I’ve spent way more time than I should have the last couple weeks working to help migrate a website built against Jive Forums to run against a Clearspace X instance. As part of the migration, one of the things I did was to move all the data syndication that had been done with RSS and custom namespaces to use the Clearspace SOAP API, which is built on a technology called XFire. The first problem I ran into was that production website was configured so that requests to http://example.com were redirected to http://www.example.com/, which resulted in errors like this in the logs:
Jul 5, 2007 11:30:11 PM org.apache.commons.httpclient.HttpMethodDirector isRedirectNeeded INFO: Redirect requested but followRedirects is disabled
That error was pretty easy to fix (swap in http://www.example.com in place of http://example.com), but the next thing I ran into was way less intuitive. When I invoked a certain service, I’d get a stack trace that looked like this:
Exception in thread "main" org.codehaus.xfire.XFireRuntimeException: Could not invoke service.. Nested exception is org.codehaus.xfire.fault.XFireFault: Unexpected character '-' (code 45) in prolog; expected '<' at [row,col {unknown-source}]: [2,1] org.codehaus.xfire.fault.XFireFault: Unexpected character '-' (code 45) in prolog; expected '<' at [row,col {unknown-source}]: [2,1] at org.codehaus.xfire.fault.XFireFault.createFault(XFireFault.java:89) at org.codehaus.xfire.client.Client.onReceive(Client.java:386)
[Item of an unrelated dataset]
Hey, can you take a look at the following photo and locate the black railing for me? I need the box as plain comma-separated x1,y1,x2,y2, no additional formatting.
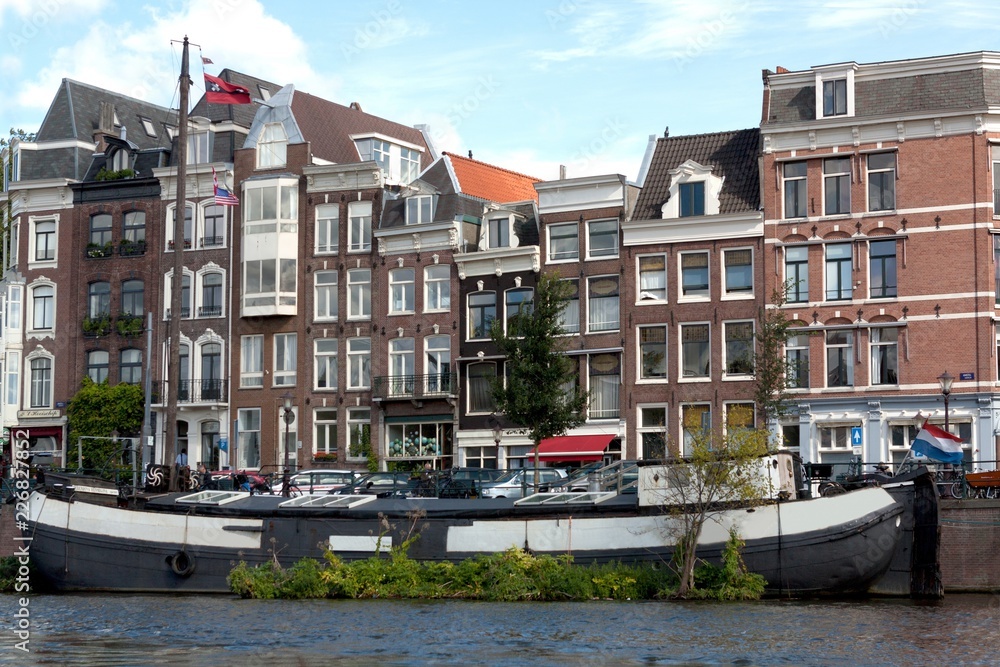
372,371,458,400
152,380,229,405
which was troubling because the exact same SOAP method invocation worked fine on both my local machine and in the test environment. What was different? Two things: the production system was running on Java 6 and the production system was configured to run behind an Apache HTTP server proxied by mod_caucho versus no Apache HTTP server / proxy in development or on my machine. I needed to see what was going on between the server and the client (one of the things that makes SOAP so hard is that you can't just GET a URL to see what's being returned) so I fired up ethereal at the behest of one of my coworkers. I kicked off a couple of SOAP requests with ethereal running, recorded the packets and then analyzed the capture. Said coworker then pointed out the key to debugging HTTP requests with ethereal: right click on the TCP packet you're interested in and then click 'Follow TCP Stream'. The invocation response looked like this when run against the development environment:
HTTP/1.1 200 OK Date: Mon, 02 Jul 2007 21:59:30 GMT Server: Resin/3.0.14 Content-Type: multipart/related; type="application/xop+xml"; start=""; start-info="text/xml"; .boundary="----=_Part_5_25686393.1183413571061" Connection: close Transfer-Encoding: chunked 1dce ------=_Part_5_25686393.1183413571061 Content-Type: application/xop+xml; charset=UTF-8; type="text/xml" Content-Transfer-Encoding: 8bit Content-ID: ...
and looked like this when invoked against the production instance:
HTTP/1.1 200 OK Date: Mon, 02 Jul 2007 21:41:56 GMT Server: Apache/2.0.52 (Red Hat) Vary: Accept-Encoding,User-Agent Cache-Control: max-age=0 Expires: Mon, 02 Jul 2007 21:41:56 GMT Transfer-Encoding: chunked Content-Type: text/plain; charset=UTF-8 X-Pad: avoid browser bug 24e ------=_Part_29_31959705.1183412516805 Content-Type: application/xop+xml; charset=UTF-8; type="text/xml" Content-Transfer-Encoding: 8bit Content-ID:...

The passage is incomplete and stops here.